Ausschuss soll sich mit Gefahren befassen

Die SPD bittet den Vorsitzenden des Ausschusses für Kinder, Jugend und Familie darum, im Rahmen der Tagesordnung der nächsten Ausschusssitzung den Bericht über den derzeitigen Stand der kommunalen Kinder- und Jugendförderplanung und die vorgesehenen Präventivmaßnahmen zur Verhinderung von Verstößen gegen das Jugendschutzgesetz zu berichten, damit sowohl Kinder, Jugendliche als auch die Erziehungsberechtigten über Gefahren und damit verbundene Folgen rechtzeitig informiert werden können.
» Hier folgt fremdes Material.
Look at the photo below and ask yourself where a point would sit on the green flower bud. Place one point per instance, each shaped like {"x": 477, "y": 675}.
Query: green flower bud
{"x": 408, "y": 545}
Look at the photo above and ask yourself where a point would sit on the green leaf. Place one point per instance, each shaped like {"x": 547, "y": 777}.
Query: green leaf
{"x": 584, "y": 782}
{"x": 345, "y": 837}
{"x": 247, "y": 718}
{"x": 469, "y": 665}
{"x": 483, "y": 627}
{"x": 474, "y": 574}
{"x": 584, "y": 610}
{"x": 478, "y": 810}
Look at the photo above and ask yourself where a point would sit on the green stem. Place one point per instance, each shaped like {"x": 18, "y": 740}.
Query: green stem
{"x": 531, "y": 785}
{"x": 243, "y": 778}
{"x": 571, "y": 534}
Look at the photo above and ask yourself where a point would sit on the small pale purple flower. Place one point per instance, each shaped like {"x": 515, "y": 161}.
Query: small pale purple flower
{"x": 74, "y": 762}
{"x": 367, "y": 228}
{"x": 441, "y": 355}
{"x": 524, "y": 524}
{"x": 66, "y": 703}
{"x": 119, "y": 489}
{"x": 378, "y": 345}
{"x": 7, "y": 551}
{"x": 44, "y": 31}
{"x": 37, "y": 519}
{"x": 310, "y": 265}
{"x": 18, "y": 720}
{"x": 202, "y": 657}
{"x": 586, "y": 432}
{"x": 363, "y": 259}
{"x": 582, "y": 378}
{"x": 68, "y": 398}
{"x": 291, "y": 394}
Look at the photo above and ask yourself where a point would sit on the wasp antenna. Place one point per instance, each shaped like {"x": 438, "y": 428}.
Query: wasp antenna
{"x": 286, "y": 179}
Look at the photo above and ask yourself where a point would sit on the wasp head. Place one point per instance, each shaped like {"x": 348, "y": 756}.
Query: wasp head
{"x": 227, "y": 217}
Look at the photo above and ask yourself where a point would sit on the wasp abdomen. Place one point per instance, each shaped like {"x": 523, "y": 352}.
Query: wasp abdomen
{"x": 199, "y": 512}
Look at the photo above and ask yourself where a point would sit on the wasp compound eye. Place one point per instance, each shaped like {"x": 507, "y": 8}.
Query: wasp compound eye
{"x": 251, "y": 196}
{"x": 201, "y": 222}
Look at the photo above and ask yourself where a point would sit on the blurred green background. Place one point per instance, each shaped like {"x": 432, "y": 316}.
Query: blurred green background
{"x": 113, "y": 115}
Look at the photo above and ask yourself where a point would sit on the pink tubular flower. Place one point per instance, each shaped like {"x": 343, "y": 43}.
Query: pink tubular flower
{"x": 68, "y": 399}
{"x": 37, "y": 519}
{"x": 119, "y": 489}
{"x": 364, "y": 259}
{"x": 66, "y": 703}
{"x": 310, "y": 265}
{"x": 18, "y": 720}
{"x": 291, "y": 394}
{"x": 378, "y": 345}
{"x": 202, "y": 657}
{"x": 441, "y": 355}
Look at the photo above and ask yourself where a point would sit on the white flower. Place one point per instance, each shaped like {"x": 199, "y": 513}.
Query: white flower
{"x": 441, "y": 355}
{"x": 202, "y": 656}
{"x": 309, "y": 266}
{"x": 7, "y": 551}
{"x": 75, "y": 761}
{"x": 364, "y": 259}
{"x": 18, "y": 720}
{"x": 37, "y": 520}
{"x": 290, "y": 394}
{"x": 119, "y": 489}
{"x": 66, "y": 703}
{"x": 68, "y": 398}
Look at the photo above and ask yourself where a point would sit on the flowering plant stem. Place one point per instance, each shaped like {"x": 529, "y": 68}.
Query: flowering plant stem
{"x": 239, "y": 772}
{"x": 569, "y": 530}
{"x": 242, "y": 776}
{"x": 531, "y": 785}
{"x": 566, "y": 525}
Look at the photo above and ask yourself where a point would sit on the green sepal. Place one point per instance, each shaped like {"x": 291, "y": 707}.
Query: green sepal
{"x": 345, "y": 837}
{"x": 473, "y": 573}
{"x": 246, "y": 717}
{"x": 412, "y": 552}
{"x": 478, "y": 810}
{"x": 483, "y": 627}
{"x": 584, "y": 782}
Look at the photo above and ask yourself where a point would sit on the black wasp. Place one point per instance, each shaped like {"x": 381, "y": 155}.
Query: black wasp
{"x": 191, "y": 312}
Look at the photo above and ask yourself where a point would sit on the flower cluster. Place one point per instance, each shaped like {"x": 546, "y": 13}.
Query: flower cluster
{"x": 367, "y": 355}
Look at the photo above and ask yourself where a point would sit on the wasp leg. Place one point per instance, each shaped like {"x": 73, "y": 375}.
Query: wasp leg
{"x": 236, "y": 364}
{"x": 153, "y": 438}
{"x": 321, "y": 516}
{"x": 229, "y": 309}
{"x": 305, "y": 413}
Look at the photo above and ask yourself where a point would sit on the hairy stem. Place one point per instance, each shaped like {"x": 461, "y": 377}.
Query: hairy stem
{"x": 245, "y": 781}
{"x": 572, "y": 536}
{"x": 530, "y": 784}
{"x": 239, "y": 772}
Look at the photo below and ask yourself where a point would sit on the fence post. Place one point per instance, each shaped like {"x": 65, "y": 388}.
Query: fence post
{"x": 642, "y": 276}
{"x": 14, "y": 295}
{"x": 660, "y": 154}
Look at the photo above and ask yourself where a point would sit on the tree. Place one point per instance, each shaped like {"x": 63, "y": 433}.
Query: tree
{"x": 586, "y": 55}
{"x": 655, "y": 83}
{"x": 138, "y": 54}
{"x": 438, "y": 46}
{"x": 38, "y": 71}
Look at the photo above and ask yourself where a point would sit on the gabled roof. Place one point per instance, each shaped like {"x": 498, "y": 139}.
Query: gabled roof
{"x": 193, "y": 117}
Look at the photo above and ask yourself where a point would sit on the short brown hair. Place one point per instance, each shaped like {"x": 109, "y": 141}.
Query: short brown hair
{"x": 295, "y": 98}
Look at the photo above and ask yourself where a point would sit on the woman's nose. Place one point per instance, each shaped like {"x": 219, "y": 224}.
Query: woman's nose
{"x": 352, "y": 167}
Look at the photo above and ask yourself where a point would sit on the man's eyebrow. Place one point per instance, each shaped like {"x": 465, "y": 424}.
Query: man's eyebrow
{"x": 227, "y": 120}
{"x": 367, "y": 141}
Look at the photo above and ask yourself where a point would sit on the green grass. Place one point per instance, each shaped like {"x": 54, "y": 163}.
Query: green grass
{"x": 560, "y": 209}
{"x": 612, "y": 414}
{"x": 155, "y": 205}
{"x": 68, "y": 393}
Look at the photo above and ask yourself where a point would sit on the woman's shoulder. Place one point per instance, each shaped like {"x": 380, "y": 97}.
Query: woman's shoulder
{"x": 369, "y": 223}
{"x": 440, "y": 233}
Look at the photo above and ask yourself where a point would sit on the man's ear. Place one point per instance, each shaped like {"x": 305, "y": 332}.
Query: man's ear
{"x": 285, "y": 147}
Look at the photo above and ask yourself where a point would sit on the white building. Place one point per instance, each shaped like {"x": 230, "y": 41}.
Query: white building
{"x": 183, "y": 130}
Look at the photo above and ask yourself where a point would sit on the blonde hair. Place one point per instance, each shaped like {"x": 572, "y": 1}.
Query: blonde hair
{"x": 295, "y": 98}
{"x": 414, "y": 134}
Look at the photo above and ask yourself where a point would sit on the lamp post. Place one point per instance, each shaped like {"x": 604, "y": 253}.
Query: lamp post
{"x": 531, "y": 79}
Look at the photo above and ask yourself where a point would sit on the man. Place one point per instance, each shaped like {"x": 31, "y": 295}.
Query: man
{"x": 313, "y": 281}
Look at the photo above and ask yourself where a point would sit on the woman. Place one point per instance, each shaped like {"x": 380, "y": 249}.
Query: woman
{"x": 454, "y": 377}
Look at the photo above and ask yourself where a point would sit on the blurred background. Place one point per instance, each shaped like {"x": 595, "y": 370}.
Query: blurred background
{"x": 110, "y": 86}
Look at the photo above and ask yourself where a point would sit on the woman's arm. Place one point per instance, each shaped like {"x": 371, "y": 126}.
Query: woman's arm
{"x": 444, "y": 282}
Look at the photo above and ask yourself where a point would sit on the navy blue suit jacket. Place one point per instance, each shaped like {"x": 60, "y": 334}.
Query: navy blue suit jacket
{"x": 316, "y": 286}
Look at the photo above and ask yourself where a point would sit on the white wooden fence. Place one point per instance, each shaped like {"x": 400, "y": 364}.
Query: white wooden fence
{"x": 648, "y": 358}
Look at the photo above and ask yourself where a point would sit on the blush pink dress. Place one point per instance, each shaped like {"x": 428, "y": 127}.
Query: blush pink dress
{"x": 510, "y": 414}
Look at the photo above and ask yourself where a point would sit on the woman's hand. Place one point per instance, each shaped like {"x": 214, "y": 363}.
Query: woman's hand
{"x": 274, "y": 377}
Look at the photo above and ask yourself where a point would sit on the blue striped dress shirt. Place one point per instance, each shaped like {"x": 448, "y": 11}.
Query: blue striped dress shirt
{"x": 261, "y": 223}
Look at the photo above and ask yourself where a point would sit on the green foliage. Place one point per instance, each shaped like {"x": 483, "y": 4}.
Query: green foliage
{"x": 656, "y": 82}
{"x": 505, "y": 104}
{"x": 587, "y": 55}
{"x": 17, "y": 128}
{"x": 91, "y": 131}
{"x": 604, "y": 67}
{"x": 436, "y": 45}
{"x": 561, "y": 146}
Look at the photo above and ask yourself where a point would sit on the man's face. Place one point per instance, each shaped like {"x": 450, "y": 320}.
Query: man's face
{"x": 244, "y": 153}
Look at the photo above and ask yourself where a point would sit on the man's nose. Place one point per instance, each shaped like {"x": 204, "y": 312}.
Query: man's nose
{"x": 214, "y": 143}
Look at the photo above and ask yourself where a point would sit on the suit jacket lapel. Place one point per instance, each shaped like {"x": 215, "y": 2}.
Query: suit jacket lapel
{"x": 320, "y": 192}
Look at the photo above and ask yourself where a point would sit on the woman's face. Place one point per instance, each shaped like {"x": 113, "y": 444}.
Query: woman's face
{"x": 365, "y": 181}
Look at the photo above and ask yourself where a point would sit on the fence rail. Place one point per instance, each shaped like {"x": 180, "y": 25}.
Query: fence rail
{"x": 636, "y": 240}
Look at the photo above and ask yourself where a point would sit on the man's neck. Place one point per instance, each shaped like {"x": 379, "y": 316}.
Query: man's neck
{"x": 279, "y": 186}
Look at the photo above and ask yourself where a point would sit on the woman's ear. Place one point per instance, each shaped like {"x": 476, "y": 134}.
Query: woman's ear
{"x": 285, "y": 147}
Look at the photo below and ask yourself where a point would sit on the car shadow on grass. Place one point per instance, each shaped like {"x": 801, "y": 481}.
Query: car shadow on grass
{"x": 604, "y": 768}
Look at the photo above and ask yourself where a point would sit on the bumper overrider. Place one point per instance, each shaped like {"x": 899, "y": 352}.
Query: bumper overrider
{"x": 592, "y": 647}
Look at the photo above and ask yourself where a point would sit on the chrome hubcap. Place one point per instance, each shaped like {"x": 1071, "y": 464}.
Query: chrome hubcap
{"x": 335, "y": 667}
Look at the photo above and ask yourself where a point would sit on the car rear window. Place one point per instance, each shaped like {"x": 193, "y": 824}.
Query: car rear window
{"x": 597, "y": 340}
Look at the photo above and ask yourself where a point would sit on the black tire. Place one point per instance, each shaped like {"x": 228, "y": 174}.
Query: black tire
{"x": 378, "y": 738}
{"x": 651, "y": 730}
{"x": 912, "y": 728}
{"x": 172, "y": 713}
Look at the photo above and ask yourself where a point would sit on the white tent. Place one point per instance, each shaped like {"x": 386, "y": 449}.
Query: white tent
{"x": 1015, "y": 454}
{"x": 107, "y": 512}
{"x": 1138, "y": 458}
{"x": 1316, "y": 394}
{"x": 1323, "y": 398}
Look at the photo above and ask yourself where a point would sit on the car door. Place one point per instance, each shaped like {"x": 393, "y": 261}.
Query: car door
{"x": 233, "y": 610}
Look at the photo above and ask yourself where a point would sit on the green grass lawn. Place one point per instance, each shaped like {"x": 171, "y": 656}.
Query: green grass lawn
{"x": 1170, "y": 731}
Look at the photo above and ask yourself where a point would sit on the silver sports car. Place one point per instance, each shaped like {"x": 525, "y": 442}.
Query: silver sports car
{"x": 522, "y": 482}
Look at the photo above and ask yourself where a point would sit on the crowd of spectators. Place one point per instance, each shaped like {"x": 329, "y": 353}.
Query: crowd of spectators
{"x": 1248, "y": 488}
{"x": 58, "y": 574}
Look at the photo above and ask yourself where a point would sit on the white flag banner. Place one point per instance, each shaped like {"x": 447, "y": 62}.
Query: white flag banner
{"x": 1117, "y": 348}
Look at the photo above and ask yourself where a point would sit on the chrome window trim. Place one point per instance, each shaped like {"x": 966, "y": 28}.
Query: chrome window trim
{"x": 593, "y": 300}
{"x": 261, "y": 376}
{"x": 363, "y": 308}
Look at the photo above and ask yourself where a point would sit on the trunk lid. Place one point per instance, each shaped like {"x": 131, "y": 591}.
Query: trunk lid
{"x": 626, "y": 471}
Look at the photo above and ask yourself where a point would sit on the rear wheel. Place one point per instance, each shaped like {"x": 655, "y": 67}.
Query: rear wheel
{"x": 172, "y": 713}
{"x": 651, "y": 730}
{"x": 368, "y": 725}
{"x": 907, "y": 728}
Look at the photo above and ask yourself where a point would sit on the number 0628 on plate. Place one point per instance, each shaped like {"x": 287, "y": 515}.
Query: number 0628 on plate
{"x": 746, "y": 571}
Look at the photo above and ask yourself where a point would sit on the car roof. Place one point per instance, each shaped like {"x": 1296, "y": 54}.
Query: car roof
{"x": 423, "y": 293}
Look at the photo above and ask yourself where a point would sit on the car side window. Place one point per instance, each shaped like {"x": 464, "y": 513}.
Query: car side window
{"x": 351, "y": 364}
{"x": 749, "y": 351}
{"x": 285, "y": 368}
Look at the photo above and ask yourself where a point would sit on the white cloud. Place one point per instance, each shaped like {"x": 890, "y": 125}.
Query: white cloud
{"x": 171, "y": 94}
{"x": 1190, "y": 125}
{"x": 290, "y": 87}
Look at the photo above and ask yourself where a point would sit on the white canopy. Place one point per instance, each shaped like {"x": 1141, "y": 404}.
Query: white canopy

Die jüngsten Berichterstattungen über die Diskothek Club Angels ist der Anstoß, die bereits in der 2. Ausschusssitzung im Zusammenhang mit Alkopops diskutierten Verfehlungen gegen das Jugendschutzgesetz grundsätzlich erneut aufzugreifen.

Die Verwaltung erklärte auf damaliges Befragen, dass sie als Ordnungsbehörde bei Verstößen gegen das Jugendschutzgesetz in konkreten Fällen nur auf der Grundlage einer Anzeige einschreiten könne. Da sich Erfahrungsberichte und Stellungnahmen in der Lokalpresse aber häufen, ist es dringend geboten, von öffentlicher Seite her die Initiative zu ergreifen und zumindest mit Alternativen zu antworten.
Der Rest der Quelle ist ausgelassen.